Polarstern research vessel. Photo credit: GEOMAR
Using advanced molecular and genomic methods, the team is exploring the role of plastic debris in providing novel habitats for potentially harmful microbes, including those linked with antimicrobial resistance.
“Plastics are more than just debris in the environment. They form new habitats for microbes, and understanding these communities is key to assessing the biological risks of plastic pollution in the Arctic,” explains Benjamin Pontiller from GEOMAR.
Now that the natural sciences fieldwork in Svalbard is completed, the focus moves from the Arctic to the laboratory. Samples collected across Svalbard and nearby regions are being analysed to better understand what they contain and what they tell us about pollution in the Arctic.
The Svalbard fieldwork is one piece of a larger puzzle.
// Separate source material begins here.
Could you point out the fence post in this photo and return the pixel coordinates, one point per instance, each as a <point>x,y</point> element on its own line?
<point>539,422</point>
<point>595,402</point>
Results will be combined with findings from other ICEBERG field sites in Iceland and Greenland to build a broader picture of how pollution moves through Arctic environments across land, sea and atmosphere. Some sampling is still also taking place in Greenland and Iceland.
In the next phase, this knowledge will feed into scientific models, environmental risk assessments and policy-relevant outputs. The goal is simple: to turn detailed fieldwork into clear knowledge that can help protect the Arctic now, and in the future.